Scara Drawing Robot

Overview

The Scara Drawing Robot is an open-source hardware and software project designed to create a functional drawing arm using the SCARA (Selective Compliance Assembly Robot Arm) configuration. Driven by an ESP32 microcontroller—specifically targeting the Lolin C3 Mini or ESP32-S3—the robot coordinates three servo motors to translate digital coordinates into physical drawings.

The project is notable for its integration of a modern web stack with embedded firmware, allowing users to control the robot through a browser-based interface without needing dedicated desktop software.

Technical Architecture

The system is divided into two primary components: the firmware and the web application.

Firmware and Build System

Built using the PlatformIO ecosystem on the Arduino framework, the firmware manages the kinematics of the SCARA arm and handles network communication. It leverages several key libraries to provide a robust user experience:

• ESP32Servo: For precise control of the three servos.
• WiFiManager: To handle network provisioning and captive portal setup.
• ESPAsyncWebServer: To serve the control interface and handle API requests asynchronously.
• ArduinoJson: For parsing movement commands and configuration data.

The project includes custom Python build scripts (prebuild.py and merge-bin.py) that automate the development workflow. The prebuild.py script is particularly interesting as it automatically compiles the Preact web application, converts the resulting assets into C++ header files (hexdumps), and embeds them directly into the firmware binary.

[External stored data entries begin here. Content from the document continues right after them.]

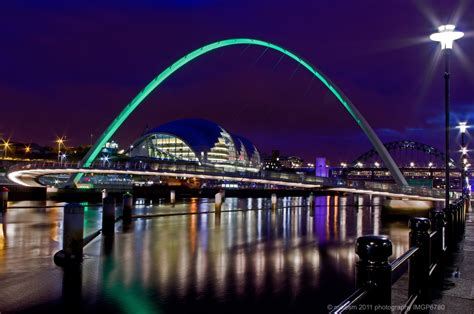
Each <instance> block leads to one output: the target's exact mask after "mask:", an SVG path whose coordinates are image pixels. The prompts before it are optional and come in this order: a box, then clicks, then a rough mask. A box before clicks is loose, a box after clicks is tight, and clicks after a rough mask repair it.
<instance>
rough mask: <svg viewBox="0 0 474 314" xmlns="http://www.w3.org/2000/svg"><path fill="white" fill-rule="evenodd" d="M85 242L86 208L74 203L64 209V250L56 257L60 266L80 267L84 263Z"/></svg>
mask: <svg viewBox="0 0 474 314" xmlns="http://www.w3.org/2000/svg"><path fill="white" fill-rule="evenodd" d="M83 240H84V207H83V206H82V205H80V204H76V203H72V204H67V205H66V206H65V207H64V216H63V249H62V250H61V251H58V252H57V253H56V254H55V255H54V263H55V264H56V265H58V266H67V265H78V264H80V263H81V262H82V248H83V246H84V245H83Z"/></svg>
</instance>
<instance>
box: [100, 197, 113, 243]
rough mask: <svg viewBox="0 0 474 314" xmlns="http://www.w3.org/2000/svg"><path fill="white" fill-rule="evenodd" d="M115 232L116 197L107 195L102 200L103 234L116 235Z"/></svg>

This allows the ESP32 to serve a complex single-page application (SPA) directly from its internal flash memory.

Web Interface

The frontend is built with Preact, a fast, lightweight alternative to React. This interface allows users to interact with the robot, send drawing commands, and monitor status. By using mDNS, the device is accessible on local networks via the drawer.local domain, providing a seamless “plug-and-play” experience once the initial WiFi configuration is complete.

Hardware and Mechanics

The physical robot is designed to be 3D printed. The mechanical design accommodates three servos: two for the primary arm segments (linkages) and one for the drawing implement (pen lift). Users can find the 3D models on MakerWorld, specifically designed for the Tenstar C3 Mini form factor.

Key mechanical parameters, such as the distance between servos and the lengths of the linkages, are fully configurable within the include/config.h file, allowing users to adapt the software to custom arm dimensions or different mechanical tolerances.

Getting Started

For users looking to build the project, the repository supports two paths:

1. Flash Ready-to-Use Firmware: Users can download pre-merged binaries from the GitHub releases page and flash them using the web-based ESPHome Flasher.
2. Build from Source: Developers can clone the repository, customize the config.h file, and use PlatformIO to build and upload the project. Running pio run -t mergebin will generate a single flashable image containing the bootloader, partition table, and application code.

Once powered on, the robot automatically homes its servos and establishes a network connection, at which point the web interface becomes the primary point of control.